NUORO. Analisi dell’Arpas nel «brodo primordiale» nascosto nelle cantine della Ex-Montefibre. Messa in mora da parte della Provincia di tutte le aziende dell’area ex-Enichem, che prima devono preparare dei «piani di caraterizzazione» sullo stato di inquinamento dei siti da loro abbandonati. E poi provvedere alla bonifica.
 Doppio vertice in Regione per esaminare la partita inquinamento a Ottana. Con il comune che avvisa: «Attenti agli allarmismi, così facciamo scappare le industrie». E gli ex operai dell’area indistriale che si riuniscono e affermano: «Il vero pericolo è l’amianto».
 Questa la cronaca di una giornata convulsa, passata ad alzare e abbassare i toni dell’allarme inquinamento nel recinto dell’ex Enichem. Il tutto mentre la pioggia battente riempiva ulteriormente i 5000 metri cubi dello scantinato nel cuore dei 10 ettari coperti occupati fino al 2003 dalla Montefibre. Che conteneva i trecento motori a servizio dei reparti AT7 e AT8, dove i polimeri arrivati dall’area chimica si fondevano con i solventi per fare le fibre e venivano trattati con oli di ensimaggio dimetilamina e acrilonitrile.

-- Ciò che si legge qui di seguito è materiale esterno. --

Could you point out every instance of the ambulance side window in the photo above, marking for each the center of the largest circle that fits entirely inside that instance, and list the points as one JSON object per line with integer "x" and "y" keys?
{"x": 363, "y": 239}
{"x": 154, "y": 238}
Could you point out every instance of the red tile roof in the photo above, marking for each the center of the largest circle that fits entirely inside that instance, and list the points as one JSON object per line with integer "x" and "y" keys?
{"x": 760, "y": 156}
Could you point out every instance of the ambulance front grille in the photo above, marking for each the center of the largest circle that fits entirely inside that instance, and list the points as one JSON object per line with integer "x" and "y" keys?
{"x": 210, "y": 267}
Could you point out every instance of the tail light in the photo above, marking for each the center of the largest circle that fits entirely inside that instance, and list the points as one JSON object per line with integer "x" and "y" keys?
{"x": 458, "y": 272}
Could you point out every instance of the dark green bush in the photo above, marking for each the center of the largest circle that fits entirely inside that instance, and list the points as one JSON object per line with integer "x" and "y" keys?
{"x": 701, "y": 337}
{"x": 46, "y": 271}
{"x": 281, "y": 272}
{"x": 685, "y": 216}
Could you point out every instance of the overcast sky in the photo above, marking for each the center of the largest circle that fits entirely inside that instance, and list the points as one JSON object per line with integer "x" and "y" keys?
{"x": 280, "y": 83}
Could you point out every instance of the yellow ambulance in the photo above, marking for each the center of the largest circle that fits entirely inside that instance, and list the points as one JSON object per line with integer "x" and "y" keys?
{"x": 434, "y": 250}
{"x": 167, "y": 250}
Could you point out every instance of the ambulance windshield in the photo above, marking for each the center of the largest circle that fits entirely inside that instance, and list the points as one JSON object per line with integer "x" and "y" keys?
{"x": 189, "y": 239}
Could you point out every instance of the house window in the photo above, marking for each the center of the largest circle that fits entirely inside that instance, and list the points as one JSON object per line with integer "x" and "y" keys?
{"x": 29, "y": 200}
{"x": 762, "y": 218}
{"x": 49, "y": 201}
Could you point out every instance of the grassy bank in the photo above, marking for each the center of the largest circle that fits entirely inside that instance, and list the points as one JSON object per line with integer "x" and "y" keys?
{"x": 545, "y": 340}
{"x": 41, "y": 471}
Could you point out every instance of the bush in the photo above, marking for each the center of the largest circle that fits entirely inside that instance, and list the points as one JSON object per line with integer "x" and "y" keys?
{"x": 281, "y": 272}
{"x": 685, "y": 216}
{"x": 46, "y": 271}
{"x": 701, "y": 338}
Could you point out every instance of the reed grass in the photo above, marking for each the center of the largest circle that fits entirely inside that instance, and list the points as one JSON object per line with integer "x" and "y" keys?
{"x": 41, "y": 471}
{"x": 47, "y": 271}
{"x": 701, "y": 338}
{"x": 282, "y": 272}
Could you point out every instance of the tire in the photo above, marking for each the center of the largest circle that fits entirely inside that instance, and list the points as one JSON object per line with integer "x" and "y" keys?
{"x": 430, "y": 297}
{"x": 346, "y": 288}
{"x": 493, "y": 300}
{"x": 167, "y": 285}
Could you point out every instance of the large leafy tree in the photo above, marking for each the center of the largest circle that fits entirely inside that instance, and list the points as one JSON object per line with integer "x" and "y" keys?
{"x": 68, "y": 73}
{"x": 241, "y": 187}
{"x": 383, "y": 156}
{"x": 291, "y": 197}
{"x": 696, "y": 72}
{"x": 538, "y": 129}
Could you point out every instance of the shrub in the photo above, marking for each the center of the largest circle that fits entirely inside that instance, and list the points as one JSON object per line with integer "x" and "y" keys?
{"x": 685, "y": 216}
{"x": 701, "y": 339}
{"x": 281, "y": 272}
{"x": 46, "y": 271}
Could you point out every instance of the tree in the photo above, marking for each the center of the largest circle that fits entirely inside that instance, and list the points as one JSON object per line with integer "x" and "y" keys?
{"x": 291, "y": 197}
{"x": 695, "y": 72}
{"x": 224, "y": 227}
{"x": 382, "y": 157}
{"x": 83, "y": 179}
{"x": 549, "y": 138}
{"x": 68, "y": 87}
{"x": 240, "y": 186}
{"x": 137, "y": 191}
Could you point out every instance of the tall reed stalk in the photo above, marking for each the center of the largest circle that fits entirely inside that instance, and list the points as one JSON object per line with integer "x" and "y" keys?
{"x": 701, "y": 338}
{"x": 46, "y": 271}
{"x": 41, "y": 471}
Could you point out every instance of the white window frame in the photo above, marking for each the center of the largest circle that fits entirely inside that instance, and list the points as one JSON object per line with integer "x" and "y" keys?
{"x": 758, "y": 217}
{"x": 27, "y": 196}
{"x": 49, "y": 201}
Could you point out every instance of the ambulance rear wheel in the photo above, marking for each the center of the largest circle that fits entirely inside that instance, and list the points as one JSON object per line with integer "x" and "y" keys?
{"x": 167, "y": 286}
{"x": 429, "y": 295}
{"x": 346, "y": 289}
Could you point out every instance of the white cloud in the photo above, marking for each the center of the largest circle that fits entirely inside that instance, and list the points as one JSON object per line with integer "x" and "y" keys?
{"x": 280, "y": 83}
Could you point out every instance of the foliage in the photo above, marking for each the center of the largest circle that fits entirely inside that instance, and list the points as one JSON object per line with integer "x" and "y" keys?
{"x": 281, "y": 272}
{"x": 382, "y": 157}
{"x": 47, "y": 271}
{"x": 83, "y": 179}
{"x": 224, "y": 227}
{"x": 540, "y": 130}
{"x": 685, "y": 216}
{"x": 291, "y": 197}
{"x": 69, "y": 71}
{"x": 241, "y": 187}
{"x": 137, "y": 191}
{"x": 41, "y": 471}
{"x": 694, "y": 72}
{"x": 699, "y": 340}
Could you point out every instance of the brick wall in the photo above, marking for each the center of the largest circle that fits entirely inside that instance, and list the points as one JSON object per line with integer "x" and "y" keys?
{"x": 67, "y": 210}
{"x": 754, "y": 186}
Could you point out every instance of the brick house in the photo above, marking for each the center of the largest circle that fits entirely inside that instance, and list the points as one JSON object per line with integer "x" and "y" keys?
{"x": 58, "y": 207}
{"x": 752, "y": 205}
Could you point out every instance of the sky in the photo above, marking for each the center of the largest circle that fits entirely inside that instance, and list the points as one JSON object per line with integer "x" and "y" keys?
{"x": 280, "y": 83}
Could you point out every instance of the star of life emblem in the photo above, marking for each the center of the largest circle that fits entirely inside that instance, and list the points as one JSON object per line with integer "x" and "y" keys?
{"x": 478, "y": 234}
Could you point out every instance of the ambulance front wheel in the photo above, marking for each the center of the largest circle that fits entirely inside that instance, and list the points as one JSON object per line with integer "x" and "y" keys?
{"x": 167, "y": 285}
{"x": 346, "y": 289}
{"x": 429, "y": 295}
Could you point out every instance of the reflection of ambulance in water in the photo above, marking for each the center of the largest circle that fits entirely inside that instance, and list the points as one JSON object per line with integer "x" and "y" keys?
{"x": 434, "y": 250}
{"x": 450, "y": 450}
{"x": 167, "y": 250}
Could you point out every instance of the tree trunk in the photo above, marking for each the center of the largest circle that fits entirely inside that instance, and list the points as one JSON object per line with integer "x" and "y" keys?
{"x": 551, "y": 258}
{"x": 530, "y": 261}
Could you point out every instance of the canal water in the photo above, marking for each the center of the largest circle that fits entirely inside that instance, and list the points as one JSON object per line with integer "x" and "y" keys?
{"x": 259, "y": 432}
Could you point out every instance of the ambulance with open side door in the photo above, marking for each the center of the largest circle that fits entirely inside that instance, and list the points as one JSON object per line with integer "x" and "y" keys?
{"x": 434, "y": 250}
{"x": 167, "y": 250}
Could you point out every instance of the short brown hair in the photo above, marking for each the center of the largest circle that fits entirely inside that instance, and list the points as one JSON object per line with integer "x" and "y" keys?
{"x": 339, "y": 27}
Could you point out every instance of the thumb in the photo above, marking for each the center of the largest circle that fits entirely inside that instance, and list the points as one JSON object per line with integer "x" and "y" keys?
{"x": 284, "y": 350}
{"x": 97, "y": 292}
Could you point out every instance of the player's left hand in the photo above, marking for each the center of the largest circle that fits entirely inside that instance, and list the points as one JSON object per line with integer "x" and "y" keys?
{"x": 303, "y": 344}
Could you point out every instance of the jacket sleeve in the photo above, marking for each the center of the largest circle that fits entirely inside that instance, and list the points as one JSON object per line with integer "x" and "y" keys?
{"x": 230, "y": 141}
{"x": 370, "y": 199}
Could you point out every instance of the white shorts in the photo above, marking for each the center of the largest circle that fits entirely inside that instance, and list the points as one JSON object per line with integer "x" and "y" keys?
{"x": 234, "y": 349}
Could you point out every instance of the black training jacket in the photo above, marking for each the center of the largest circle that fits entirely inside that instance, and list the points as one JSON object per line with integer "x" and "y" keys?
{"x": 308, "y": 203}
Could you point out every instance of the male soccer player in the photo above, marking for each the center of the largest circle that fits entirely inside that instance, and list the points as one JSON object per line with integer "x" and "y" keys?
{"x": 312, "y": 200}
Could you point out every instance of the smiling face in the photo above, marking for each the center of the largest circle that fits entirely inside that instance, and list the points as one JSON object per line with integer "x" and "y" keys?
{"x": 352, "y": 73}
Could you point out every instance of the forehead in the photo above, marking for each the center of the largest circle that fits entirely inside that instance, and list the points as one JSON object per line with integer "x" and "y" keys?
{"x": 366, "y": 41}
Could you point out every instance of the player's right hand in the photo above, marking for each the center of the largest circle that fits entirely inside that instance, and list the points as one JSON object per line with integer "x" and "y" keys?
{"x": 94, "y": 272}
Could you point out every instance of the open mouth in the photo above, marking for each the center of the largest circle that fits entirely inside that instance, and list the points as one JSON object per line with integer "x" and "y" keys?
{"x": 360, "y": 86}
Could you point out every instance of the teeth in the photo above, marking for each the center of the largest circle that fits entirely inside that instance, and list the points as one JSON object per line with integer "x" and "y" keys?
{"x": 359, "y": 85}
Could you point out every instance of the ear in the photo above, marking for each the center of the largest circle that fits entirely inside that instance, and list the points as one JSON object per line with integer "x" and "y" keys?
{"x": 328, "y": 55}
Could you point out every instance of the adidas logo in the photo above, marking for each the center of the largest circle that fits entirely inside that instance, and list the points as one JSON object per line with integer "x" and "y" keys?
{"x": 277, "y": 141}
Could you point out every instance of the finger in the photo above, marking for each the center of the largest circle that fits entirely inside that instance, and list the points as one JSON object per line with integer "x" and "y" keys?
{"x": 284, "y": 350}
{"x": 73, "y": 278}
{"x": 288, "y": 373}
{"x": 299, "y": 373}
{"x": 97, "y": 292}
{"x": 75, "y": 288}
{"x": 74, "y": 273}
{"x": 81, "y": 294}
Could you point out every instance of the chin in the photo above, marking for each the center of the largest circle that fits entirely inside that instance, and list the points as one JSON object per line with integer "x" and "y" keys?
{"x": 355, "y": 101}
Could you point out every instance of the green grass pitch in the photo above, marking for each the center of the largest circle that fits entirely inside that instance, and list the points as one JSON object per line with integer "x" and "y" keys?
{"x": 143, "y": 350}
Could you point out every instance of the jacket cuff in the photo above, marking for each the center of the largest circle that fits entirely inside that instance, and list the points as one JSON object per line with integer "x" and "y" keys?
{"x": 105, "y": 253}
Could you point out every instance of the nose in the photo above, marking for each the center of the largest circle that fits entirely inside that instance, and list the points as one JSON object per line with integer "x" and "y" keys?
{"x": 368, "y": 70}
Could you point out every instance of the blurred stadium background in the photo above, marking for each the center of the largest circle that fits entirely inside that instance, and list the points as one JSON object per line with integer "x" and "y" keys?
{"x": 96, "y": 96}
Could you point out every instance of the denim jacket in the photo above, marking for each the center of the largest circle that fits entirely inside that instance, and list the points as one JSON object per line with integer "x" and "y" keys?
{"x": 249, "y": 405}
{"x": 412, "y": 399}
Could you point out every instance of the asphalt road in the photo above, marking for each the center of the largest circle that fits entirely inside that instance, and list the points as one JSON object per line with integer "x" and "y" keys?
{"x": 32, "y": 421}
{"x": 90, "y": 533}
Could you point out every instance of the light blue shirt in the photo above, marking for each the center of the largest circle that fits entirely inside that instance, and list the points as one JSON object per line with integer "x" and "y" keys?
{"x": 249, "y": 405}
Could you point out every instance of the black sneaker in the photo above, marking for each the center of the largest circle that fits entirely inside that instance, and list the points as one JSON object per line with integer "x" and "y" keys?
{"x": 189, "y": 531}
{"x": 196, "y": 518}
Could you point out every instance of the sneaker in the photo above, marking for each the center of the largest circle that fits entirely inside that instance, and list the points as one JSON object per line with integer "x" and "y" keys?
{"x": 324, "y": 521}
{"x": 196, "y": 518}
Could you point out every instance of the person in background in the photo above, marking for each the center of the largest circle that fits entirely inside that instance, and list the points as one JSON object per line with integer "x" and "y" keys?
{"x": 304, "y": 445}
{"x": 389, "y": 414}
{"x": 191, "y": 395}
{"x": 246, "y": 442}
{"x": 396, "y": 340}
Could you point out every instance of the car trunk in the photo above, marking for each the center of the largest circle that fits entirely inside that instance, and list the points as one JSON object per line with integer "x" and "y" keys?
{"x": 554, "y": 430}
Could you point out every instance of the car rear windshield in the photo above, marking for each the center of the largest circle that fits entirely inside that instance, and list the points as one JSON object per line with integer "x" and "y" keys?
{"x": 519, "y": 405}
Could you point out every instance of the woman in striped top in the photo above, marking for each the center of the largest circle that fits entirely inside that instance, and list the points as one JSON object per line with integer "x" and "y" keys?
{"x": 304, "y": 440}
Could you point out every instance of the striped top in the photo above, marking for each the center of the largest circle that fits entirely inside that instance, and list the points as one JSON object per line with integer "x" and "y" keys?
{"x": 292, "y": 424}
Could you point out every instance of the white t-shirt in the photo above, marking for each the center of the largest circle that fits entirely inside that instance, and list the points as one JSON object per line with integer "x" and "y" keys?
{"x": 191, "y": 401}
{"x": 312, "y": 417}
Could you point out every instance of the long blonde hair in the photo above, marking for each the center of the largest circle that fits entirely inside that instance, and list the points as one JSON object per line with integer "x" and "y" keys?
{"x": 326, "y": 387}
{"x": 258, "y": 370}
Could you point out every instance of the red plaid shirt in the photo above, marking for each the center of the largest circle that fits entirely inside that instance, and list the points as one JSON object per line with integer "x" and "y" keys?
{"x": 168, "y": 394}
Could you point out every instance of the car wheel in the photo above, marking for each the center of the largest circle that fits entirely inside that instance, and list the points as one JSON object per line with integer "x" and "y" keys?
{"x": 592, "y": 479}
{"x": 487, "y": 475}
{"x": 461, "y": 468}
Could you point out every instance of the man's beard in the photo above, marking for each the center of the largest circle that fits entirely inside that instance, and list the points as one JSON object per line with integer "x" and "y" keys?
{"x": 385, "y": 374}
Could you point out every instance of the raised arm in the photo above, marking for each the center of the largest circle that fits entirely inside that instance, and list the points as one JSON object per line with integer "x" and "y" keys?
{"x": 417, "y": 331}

 Vari esperti contattati tendono ad escludere che dentro l’enorme vascone ci siano sostanze tossiche cancerogene, che La Ex-Montefibre dovrebbe aver portato via al momento della smobilitazione. Lo stanzone profondo nove metri conteneva comunque circa 300 motori con relative tubazioni e centraline con depositi di lubrificanti e solventi. E vi confluivano tutte le tubazioni di entrata e di uscita degli oli e delle acque reflue bianche e scure, molte delle quali in fibra di amianto. «Vale la pena di andare a guardare insomma», sottolinea Vincenzo Migaleddu, medico radiologo, una lunghissima esperienza all’università di Sassari, autorevole consulente del Wwf e soprattutto membro dell’Isde, l’International society of doctors for the environment, i medici per l’ambiente. «E così sarà - rispionde l’assessore provinciale Rocco Celentano - la prossima settimana l’Arpas farà le analisi insieme ai tecinci della provincia. E nel mentre proseguiamo la nostra battaglia con la messa in mora di tutte le aziende che lavoravano e lavorano nell’area ex-Enichem». Due gli incontri in programma in Regione: uno martedì e uno il 5 ottobre insieme alle aziende.
 Nel mentre gli amministratori di Ottana predicano cautela. «Risposte certe su eventuali pericoli ambientali - dice l’assessore alle Attività produttive del Comune Nicolino Pittalis - possono venire solo dagli organismi preposti e dai laboratori specializzati. Apprezziamo la sensibilità dei cittadini sulla difesa dell’ambiente. Occorre evitare, tuttavia, di parlare a vanvera o per partito preso: si creerebbero solo ingiustificati allarmismi sociali. La gente, invece, ha bisogno di certezze». Cautela, quindi. Anche se nessuno nega la necessità di fare le bonifiche in un territorio compromesso da trent’anni di industria. «Montefibre - osserva Pittalis - deve fare ancora molto. Finora ha smantellato solo le parti ferrose e, in parte, il calcestruzzo, vendendo quanto vendibile e lasciando dentro e fuori lo stabilimento un terreno minato da vecchia ferraglia, lana di vetro e quant’altro. Questa non può essere considerata bonifica: occorrono ben altri interventi». Che il comune di Ottana è pronto a chiedere subito. «Sul campo del ripristino ambientale - dice Pittalis - chiediamo che al nostro territorio venga riservata la stessa attenzione che è stata data ad altri siti industriali». Intanto ieri si sono riuniti a Ottana gli ex lavoratori Montefibre. «Il vero problema - hanno detto - è l’amianto».